Na wstępie zauważyć należy, że zarzuty zawarte w petitum apelacji fachowego pełnomocnika powódki, nie zostały sformułowane jako zarzuty naruszenia konkretnych przepisów prawa materialnego czy procesowego. Tym niemniej, jak wskazuje się w doktrynie (por. Kodeks postępowania cywilnego. Tom II. Komentarz. art. 205(1)–424(12), red. prof. dr hab. Andrzej Marciniak, Rok 2019, Komentarz do art. 368 k.p.c., Legalis) zarzuty apelacyjne mogą być formułowane w sposób dowolny i nie muszą ściśle określać dostrzeżonych uchybień ze wskazaniem konkretnych przepisów ocenianych jako naruszone [por. np. post. SN: z 5.12.2006 r., II CZ 93/06, Legalis, z 10.1.2007 r., I CZ 122/06, Legalis; uchw. SN(7, zasada prawna) z 31.1.2008 r., III CZP 49/07, OSNC 2008, Nr 6, poz. 55; post. z 13.6.2008 r., I CZ 48/08, Legalis; wyr. SN z 18.6.2010 r., V CSK 448/09, Legalis]. W konsekwencji Sąd Okręgowy poddał ocenie zarzuty apelującej w kształcie zgłoszonym w apelacji.

Zarzuty dotyczące błędnego określenia początkowego biegu terminu przedawnienia zgłoszonego roszczenia były chybione. Sąd I instancji uznał roszczenie powódki za przedawnione, przyjmując jako początek biegu terminu przedawnienia dzień doręczenia powódce pierwszej z nieprawomocnych decyzji, w których apelująca upatruje źródła szkody. Stanowisko to Sąd Okręgowy podziela. Apelująca kwestionując ten pogląd wskazała, że początkiem biegu terminu przedawnienia zgłoszonego roszczenia winno być uprawomocnienie się decyzji wydanej przez pozwanego o nadaniu powódce stopnia awansu zawodowego, tj. stopnia nauczyciela mianowanego, gdyż dopiero prawomocna decyzja potwierdziła, że powódka miała prawo domagać się awansu, a pozwany jako organ przez dwa lata działał bezprawnie. Ustosunkowując się do tej kwestii należy w pierwszej kolejności dokonać prawnej kwalifikacji żądania powódki zgłoszonego w pozwie, w kontekście przytoczonej podstawy faktycznej, aby ustalić, z jakim zdarzeniem przepisy prawa wiążą początek biegu terminu przedawnienia.

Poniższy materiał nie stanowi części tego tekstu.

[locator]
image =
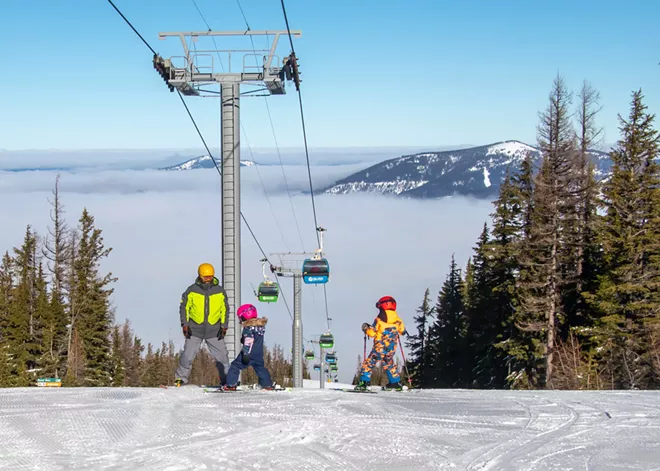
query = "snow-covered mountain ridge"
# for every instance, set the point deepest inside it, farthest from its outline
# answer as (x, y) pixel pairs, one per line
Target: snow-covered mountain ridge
(476, 172)
(203, 161)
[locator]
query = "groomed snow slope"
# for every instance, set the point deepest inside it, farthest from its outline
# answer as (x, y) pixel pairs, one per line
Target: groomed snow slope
(314, 429)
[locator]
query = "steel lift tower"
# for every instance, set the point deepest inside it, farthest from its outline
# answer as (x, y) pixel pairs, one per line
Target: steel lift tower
(187, 78)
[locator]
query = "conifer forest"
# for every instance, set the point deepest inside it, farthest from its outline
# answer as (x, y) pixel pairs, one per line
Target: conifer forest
(57, 319)
(562, 288)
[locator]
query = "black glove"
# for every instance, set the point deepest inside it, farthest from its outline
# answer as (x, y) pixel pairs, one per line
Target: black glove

Przede wszystkim podkreślić należy, że fachowy pełnomocnik powódki w pozwie nie określił podstawy prawnej zgłoszonego roszczenia. Oczywiście nie miał takiego obowiązku, gdyż wystarczające było określenie podstawy faktycznej żądania a jego kwalifikacja prawna należała do Sądu. Jednakże w takiej sytuacji Sąd I instancji miał obowiązek samodzielnie dokonać kwalifikacji prawnej zgłoszonego roszczenia w odniesieniu do przytoczonych w pozwie okoliczności faktycznych, którymi Sąd był związany. Jak wynika z treści art. 187 § 1 pkt 2 kpc, podstawą faktyczną powództwa jest przytoczenie okoliczności faktycznych uzasadniających żądanie. Pozew powinien ponadto zawierać dokładnie określone żądanie, które musi znajdować uzasadnienie w okolicznościach faktycznych. Musi być też jasno i dokładnie sprecyzowane pod względem podmiotowym i przedmiotowym. Inaczej rzecz ujmując, powód musi dokładnie określić, jakiego zachowania i od jakiego podmiotu się domaga. Tak sprecyzowane żądanie określa granice rozpoznania sprawy, poza które sąd wyjść nie może. Stanowiłoby to bowiem naruszenie zakazu określonego w art. 321 kpc powoływanej w pozwie podstawy faktycznej.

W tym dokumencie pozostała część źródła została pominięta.